The Wisconsin Supreme Court ruled Thursday to allow domestic partnerships within the state while acknowledging a marriage between a man and a woman is distinct from a union between a same-sex couple.

Alliance Defending Freedom reported:

A group of taxpayers filed the lawsuit Appling v. Doyle in 2010 claiming that the legislatively created domestic partnerships were substantially similar to marriage. The taxpayers claimed that the domestic partnership plan, which Gov. Doyle proposed and signed into law as part of the 2010-11 state budget, was only available to same-sex couples and was, at its core, virtually identical to marriage.

In November 2006, 59 percent of Wisconsin voters approved Article 13, Section 13, of the Wisconsin Constitution, which reads, “Only a marriage between one man and one woman shall be valid or recognized as a marriage in this state. A legal status identical or substantially similar to that of marriage for unmarried individuals shall not be valid or recognized in this state.” In June 2010, the Wisconsin Supreme Court unanimously upheld the validity of the entire amendment’s enactment.
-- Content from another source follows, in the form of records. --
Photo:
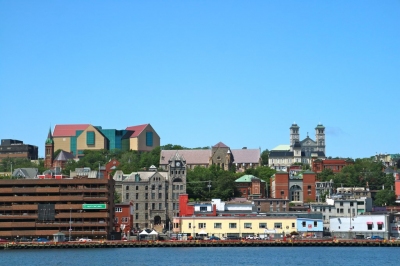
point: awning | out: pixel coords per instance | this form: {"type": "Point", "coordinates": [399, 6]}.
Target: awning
{"type": "Point", "coordinates": [202, 232]}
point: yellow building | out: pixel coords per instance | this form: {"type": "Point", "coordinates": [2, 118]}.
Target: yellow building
{"type": "Point", "coordinates": [240, 226]}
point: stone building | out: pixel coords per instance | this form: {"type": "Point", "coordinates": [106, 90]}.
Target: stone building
{"type": "Point", "coordinates": [155, 195]}
{"type": "Point", "coordinates": [219, 154]}
{"type": "Point", "coordinates": [298, 151]}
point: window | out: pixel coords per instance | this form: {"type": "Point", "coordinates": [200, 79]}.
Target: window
{"type": "Point", "coordinates": [202, 225]}
{"type": "Point", "coordinates": [90, 138]}
{"type": "Point", "coordinates": [277, 225]}
{"type": "Point", "coordinates": [380, 225]}
{"type": "Point", "coordinates": [149, 139]}
{"type": "Point", "coordinates": [217, 225]}
{"type": "Point", "coordinates": [247, 225]}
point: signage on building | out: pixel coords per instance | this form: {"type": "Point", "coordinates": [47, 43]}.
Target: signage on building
{"type": "Point", "coordinates": [99, 206]}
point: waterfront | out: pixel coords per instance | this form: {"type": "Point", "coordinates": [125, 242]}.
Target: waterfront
{"type": "Point", "coordinates": [205, 256]}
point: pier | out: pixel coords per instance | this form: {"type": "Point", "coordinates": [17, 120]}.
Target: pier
{"type": "Point", "coordinates": [199, 243]}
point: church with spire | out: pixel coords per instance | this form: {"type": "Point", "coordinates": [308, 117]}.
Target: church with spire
{"type": "Point", "coordinates": [298, 151]}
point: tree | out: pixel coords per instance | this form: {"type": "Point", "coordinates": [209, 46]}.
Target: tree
{"type": "Point", "coordinates": [264, 157]}
{"type": "Point", "coordinates": [385, 197]}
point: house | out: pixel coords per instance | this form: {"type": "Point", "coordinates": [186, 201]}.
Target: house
{"type": "Point", "coordinates": [12, 148]}
{"type": "Point", "coordinates": [251, 187]}
{"type": "Point", "coordinates": [219, 154]}
{"type": "Point", "coordinates": [76, 138]}
{"type": "Point", "coordinates": [155, 194]}
{"type": "Point", "coordinates": [298, 188]}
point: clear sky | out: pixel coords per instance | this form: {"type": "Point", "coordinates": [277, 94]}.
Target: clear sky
{"type": "Point", "coordinates": [200, 72]}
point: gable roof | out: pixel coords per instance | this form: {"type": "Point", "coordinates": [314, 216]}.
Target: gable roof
{"type": "Point", "coordinates": [247, 179]}
{"type": "Point", "coordinates": [64, 156]}
{"type": "Point", "coordinates": [136, 130]}
{"type": "Point", "coordinates": [220, 145]}
{"type": "Point", "coordinates": [68, 130]}
{"type": "Point", "coordinates": [191, 156]}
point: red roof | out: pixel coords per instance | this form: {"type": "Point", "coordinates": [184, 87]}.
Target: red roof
{"type": "Point", "coordinates": [136, 130]}
{"type": "Point", "coordinates": [68, 130]}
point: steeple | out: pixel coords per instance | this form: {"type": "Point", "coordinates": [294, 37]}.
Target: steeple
{"type": "Point", "coordinates": [49, 151]}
“Marriage benefits society – especially children – like no other relationship can,” said Wisconsin Family Action President Julaine Appling. “The uniqueness of that union is the reason marriage was established and the reason voters approved Wisconsin’s marriage amendment. Today marriage remains a one-man, one-woman union in Wisconsin.”

A recent Rasmussen Report found that 78 percent of U.S. likely voters believe the institution of marriage is important for society. Wisconsin created space for different forms of unions, which is essential, yet it still recognized that a contract between one man and one woman alone is a state-sanctioned "marriage."

At the state-level, marriage is a vital union to ensure a future population and state growth through childbirth.

The very definition of a "society" states that it is a compilation of social relationships which operate for specific reasons on account of the common good. Wisconsin seems to understand this concept of tolerance very well.